Published on September 27, 2005 at 7:55 PM · No Comments

Patients with irritable bowel syndrome (IBS) use over 50 percent more health resources than people without the disorder. Even though there are definitive guidelines to diagnose IBS through simple blood tests, many IBS patients have additional procedures and surgeries that rarely result in relief or any additional diagnostic findings.

"It is difficult to know why patients with IBS have such a high use of healthcare resources, and whether the high use is driven by the patients themselves or by the physicians taking care of them," said Dr. Brennan M.R. Spiegel, study author and director, UCLA/VA Center for Outcomes Research and Education (CORE).

UCLA researchers tried to tease this out by analyzing the effect of somatization on the amount of health care resources utilized by patients with IBS. Somatization is a condition where emotional stressors trigger physical pain without the presence of disease. The new study is published in the October 2005 issue of the American Journal of Gastroenterology.

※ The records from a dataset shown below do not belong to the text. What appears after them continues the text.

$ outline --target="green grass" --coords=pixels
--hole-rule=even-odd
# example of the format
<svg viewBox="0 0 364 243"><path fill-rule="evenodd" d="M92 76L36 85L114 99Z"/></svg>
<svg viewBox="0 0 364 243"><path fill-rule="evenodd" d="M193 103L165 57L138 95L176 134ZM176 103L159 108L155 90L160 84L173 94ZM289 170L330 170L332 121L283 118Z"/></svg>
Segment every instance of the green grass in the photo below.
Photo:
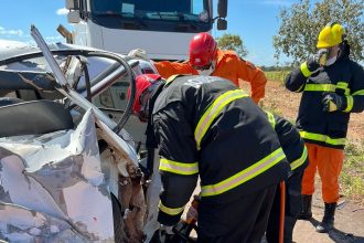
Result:
<svg viewBox="0 0 364 243"><path fill-rule="evenodd" d="M364 142L364 140L363 140ZM364 144L349 142L345 147L345 160L340 175L342 193L364 204Z"/></svg>
<svg viewBox="0 0 364 243"><path fill-rule="evenodd" d="M283 82L290 71L267 71L264 72L268 81Z"/></svg>

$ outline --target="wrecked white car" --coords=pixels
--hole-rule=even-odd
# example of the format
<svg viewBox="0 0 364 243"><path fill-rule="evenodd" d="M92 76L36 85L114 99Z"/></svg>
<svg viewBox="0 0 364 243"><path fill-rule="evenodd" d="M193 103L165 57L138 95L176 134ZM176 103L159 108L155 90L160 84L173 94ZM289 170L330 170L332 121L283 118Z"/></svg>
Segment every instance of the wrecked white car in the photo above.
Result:
<svg viewBox="0 0 364 243"><path fill-rule="evenodd" d="M133 76L157 71L32 35L0 50L0 241L148 242L159 188L130 107Z"/></svg>

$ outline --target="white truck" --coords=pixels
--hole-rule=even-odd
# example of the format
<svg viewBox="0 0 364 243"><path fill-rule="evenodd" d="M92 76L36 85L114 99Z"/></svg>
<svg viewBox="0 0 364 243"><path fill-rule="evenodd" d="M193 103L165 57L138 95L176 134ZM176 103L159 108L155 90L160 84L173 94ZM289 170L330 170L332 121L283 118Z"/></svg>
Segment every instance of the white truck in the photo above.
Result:
<svg viewBox="0 0 364 243"><path fill-rule="evenodd" d="M227 0L218 0L213 17L213 0L66 0L67 20L74 25L66 35L73 44L120 54L143 49L151 60L182 61L188 59L189 43L199 32L225 30ZM143 64L143 73L156 68ZM119 119L118 110L127 103L129 83L120 81L93 103L109 117ZM131 116L126 125L135 141L143 145L144 125Z"/></svg>
<svg viewBox="0 0 364 243"><path fill-rule="evenodd" d="M186 60L199 32L225 30L227 0L66 0L74 44L120 54L143 49L152 60Z"/></svg>

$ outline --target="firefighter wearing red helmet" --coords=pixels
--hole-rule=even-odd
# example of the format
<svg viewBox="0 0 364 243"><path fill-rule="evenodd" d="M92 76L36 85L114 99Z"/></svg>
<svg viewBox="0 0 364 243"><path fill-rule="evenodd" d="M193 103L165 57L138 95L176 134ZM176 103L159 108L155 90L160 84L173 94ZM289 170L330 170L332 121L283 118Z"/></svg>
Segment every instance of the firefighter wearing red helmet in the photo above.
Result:
<svg viewBox="0 0 364 243"><path fill-rule="evenodd" d="M162 225L154 235L173 233L200 176L199 242L259 242L276 187L289 172L266 114L221 77L136 80L133 112L147 114L160 155Z"/></svg>
<svg viewBox="0 0 364 243"><path fill-rule="evenodd" d="M130 54L147 55L142 50L132 50ZM189 62L162 61L156 62L154 66L164 78L175 74L211 75L229 80L236 86L240 86L239 80L243 80L250 83L251 98L256 104L265 96L267 78L264 72L235 52L220 50L216 41L206 32L191 40Z"/></svg>

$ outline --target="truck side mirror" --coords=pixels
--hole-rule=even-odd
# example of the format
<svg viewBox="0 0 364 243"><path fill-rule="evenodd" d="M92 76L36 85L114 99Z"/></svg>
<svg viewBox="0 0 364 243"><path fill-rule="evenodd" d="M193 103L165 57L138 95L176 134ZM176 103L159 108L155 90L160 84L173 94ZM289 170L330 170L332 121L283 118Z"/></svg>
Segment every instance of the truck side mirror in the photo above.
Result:
<svg viewBox="0 0 364 243"><path fill-rule="evenodd" d="M227 0L218 0L217 14L220 18L226 18L227 15Z"/></svg>
<svg viewBox="0 0 364 243"><path fill-rule="evenodd" d="M79 11L78 10L69 11L67 14L67 21L68 23L79 23L81 21Z"/></svg>
<svg viewBox="0 0 364 243"><path fill-rule="evenodd" d="M79 9L78 0L66 0L66 9L78 10Z"/></svg>
<svg viewBox="0 0 364 243"><path fill-rule="evenodd" d="M227 21L224 19L217 19L217 30L226 30Z"/></svg>

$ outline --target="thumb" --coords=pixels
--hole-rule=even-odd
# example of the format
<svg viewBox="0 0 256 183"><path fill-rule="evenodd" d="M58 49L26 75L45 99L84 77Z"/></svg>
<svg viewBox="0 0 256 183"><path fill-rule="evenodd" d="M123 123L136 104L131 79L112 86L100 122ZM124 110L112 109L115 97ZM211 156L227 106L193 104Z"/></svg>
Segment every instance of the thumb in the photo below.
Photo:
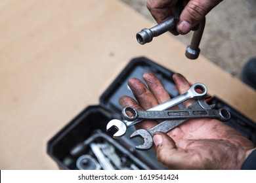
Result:
<svg viewBox="0 0 256 183"><path fill-rule="evenodd" d="M158 132L153 137L158 159L166 167L171 167L170 154L177 151L175 141L164 133Z"/></svg>
<svg viewBox="0 0 256 183"><path fill-rule="evenodd" d="M223 0L190 0L182 11L177 31L186 34Z"/></svg>

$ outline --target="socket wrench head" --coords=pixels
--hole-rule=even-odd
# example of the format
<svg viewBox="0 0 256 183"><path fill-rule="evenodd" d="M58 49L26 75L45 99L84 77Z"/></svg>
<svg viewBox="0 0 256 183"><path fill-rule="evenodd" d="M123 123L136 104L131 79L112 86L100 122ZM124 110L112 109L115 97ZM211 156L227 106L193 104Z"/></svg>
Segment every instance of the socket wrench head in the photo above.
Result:
<svg viewBox="0 0 256 183"><path fill-rule="evenodd" d="M136 35L136 39L140 44L144 44L153 40L153 34L148 29L144 29Z"/></svg>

According to Spiegel, IBS patients often suffer from somatization. Since patients with somatization are sometimes perceived as "complainers" by their doctors, the researchers hypothesized that physicians might respond to these complaints by ordering excessive tests instead of treating the somatization itself.

Researchers found that patients with high levels of somatization were not more likely to seek gastrointestinal care than those with low levels of the condition. Once evaluated for care by the doctors however, the patients with more severe somatization were significantly more likely to utilize more health care services.

"This finding suggests that the doctors and not the patients may be driving the need for procedures and surgeries that may not be necessary," said Dr. Brennan M.R. Spiegel, assistant professor of medicine, David Geffen School of Medicine at UCLA and VA Greater Los Angeles Healthcare System. "We need to educate and train doctors to recognize somatization and treat this condition appropriately, rather than order a number of diagnostic tests as a reaction in the face of symptoms that are otherwise difficult to explain."

Spiegel noted that doctors should work closely with patients to diagnose and treat IBS, while also addressing the influence of stress and somatization, which is most often treated through cognitive behavioral training. More severe levels can be helped with anxiety and anti-depression medications.